By late December, though, Churchill would be lighting the White House Christmas tree with Roosevelt as an open ally, while in Berlin, basic supplies would be running out in an omen of the years to come. In the course of a few months, the war’s direction was critically, permanently reversed—a result of crucial tactical calls made by the Allies, and of equally vital missteps by the Axis. Hitler’s early advantage, once fumbled, would never be regained.

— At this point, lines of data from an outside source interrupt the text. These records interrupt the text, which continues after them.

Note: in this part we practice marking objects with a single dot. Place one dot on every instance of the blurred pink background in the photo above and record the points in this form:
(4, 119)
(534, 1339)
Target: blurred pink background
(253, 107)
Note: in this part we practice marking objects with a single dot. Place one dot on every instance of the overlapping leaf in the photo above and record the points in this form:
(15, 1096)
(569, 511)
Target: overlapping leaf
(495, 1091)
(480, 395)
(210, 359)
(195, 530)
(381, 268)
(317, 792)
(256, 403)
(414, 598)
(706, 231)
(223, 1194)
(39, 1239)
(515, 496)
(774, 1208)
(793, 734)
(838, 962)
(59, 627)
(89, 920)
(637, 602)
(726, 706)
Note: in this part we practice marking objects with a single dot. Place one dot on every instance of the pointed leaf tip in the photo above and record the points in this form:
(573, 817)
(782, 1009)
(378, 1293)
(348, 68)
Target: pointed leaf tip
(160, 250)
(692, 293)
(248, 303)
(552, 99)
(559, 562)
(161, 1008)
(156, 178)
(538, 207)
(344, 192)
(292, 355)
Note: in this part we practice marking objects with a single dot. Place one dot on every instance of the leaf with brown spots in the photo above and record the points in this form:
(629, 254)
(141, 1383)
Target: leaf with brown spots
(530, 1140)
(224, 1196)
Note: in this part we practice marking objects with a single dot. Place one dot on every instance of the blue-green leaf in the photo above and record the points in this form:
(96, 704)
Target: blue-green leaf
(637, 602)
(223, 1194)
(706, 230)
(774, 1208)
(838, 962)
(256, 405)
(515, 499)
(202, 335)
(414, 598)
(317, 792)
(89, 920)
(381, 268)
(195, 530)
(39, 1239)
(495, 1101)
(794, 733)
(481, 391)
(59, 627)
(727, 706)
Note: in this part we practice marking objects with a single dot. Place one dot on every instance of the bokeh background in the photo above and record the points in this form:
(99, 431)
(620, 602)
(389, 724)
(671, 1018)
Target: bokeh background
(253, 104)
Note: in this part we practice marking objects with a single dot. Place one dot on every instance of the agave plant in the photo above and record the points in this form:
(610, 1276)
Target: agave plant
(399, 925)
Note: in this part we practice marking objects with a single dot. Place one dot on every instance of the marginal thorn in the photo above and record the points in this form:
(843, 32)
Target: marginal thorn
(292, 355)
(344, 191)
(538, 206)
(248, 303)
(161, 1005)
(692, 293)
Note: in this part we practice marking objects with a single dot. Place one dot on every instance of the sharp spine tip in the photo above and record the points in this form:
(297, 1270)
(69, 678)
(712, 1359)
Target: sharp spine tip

To bring these heart-pounding decisions to life, historians Evan and Osceola Thomas vividly take us into the war rooms of Roosevelt, Churchill, and Hitler. Placing us inside the span of a few months that would redefine the course of the war—as Churchill implores Roosevelt at a secret meeting in the Atlantic, as Hitler tries to parse German intelligence reports from D.C.—The Hour Strikes grants us intimate access to the men who would redefine a world.
Author
Evan Thomas
Evan Thomas is the author of eleven books: The Wise Men (with Walter Isaacson), The Man to See, The Very Best Men, Robert Kennedy, John Paul Jones, Sea of Thunder, The War Lovers, Ike’s Bluff, Being Nixon, First, and Road to Surrender. John Paul Jones, Sea of Thunder, Being Nixon, and First were New York Times bestsellers. Thomas was a writer, correspondent, and editor for thirty-three years at Time and Newsweek, including ten years (1986–96) as Washington bureau chief at Newsweek, where, at the time of his retirement in 2010, he was editor at large. He wrote more than one hundred cover stories and in 1999 won a National Magazine Award. He wrote Newsweek’s fifty-thousand-word election specials in 1996, 2000, 2004 (winner of a National Magazine Award), and 2008. He has appeared on many TV and radio talk shows, including Meet the Press and The Colbert Report, and has been a guest on PBS’s Charlie Rose more than forty times. The author of dozens of book reviews for The New York Times and The Washington Post, Thomas has taught writing and journalism at Harvard and Princeton, where, from 2007 to 2014, he was Ferris Professor of Journalism.